Here are some pictures of the kelley two frame extractor that I picked up today, this thing is huge and I got a great deal on it..... it doesn't look like it has ever been used; the paint is still on the threads where the honey gate goes.


----------



## alpha6 (May 12, 2008)

I would be looking for an electric motor and a pulley to crank that thing...unless you want forearms like popeyes. yag yag yag yag


----------



## nursebee (Sep 29, 2003)

I've seen an extractor like that in use by a retired guy with 50 hives. Very neat how you can just pivot those cages around to do the other side, a great feature.


----------



## bluegrass (Aug 30, 2006)

alpha6 said:


> I would be looking for an electric motor and a pulley to crank that thing...unless you want forearms like popeyes. yag yag yag yag


Actually this one has a clutch on it so you can get it spinning and disengage the clutch and then it just free spins. Three or four good cranks and it will spin for several minutes.

The flopping baskets is a nice feature, first time I have ever seen that actually.


----------



## Jeffzhear (Dec 2, 2006)

I had an old Root galvanized extractor that had the baskets that swiveled and it was a real time saver.


----------



## macro junkie (Apr 24, 2008)

woo look at all them bees


----------



## ScadsOBees (Oct 2, 2003)

alpha6 said:


> I would be looking for an electric motor and a pulley to crank that thing...unless you want forearms like popeyes. yag yag yag yag


I have my 8,9, and 10 year old kids spin out my 2 framer.
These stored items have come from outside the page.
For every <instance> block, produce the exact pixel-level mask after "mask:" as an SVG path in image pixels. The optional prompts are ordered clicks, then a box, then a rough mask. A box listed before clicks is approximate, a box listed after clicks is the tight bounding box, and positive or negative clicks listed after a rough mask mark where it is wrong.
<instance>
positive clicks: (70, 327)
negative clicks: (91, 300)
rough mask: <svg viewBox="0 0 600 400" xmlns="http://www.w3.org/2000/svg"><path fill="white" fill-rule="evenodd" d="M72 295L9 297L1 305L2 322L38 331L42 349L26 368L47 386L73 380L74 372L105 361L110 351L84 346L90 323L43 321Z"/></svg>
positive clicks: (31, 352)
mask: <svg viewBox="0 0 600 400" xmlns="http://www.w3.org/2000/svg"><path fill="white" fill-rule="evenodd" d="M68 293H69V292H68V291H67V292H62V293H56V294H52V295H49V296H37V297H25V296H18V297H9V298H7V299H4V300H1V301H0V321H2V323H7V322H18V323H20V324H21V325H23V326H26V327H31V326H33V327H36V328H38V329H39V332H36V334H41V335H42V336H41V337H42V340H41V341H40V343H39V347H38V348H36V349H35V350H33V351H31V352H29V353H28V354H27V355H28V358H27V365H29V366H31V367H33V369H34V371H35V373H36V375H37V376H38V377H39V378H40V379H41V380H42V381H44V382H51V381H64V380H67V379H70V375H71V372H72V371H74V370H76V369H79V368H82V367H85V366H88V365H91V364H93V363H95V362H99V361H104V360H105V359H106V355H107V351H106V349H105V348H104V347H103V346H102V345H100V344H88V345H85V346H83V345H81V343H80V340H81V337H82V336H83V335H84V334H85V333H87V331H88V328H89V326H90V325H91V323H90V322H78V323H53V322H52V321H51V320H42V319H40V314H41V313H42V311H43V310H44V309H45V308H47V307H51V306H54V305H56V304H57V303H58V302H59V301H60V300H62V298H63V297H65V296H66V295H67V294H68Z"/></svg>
I wouldn't dare arm wrestle them.


----------



## D Coates (Jan 6, 2006)

I've got that identical Kelly extractor but mine is a little older and has the cast iron spigot that's no longer made. I've got only 5 hives and that extractor works great for me. I hope you enjoy yours as much as I enjoy mine. That unit also has the ability to be upgraded to a 9 frame (super or shallow) radial extractor if you're needing more capacity.


----------



## bluegrass (Aug 30, 2006)

D Coates said:


> That unit also has the ability to be upgraded to a 9 frame (super or shallow) radial extractor if you're needing more capacity.


Does kelley sell a kit to do so?


----------



## D Coates (Jan 6, 2006)

I asked that very question and this was their response:

"Yes, we do have a conversion kit available for your Kelley 2 or 4 frame extractors. The price is $210.00. It will extract 9 shallow or medium super frames but will not take brood frames (9 1/8").

Thank you for your interest.

Jennifer
The Walter T. Kelley Co., Inc.
1-800-233-2899
www.kelleybees.com"


----------



## drobbins (Jun 1, 2005)

I have done this exact conversion from 2 frame tangential to 9 frame radial
PM me if you have questions

Dave


----------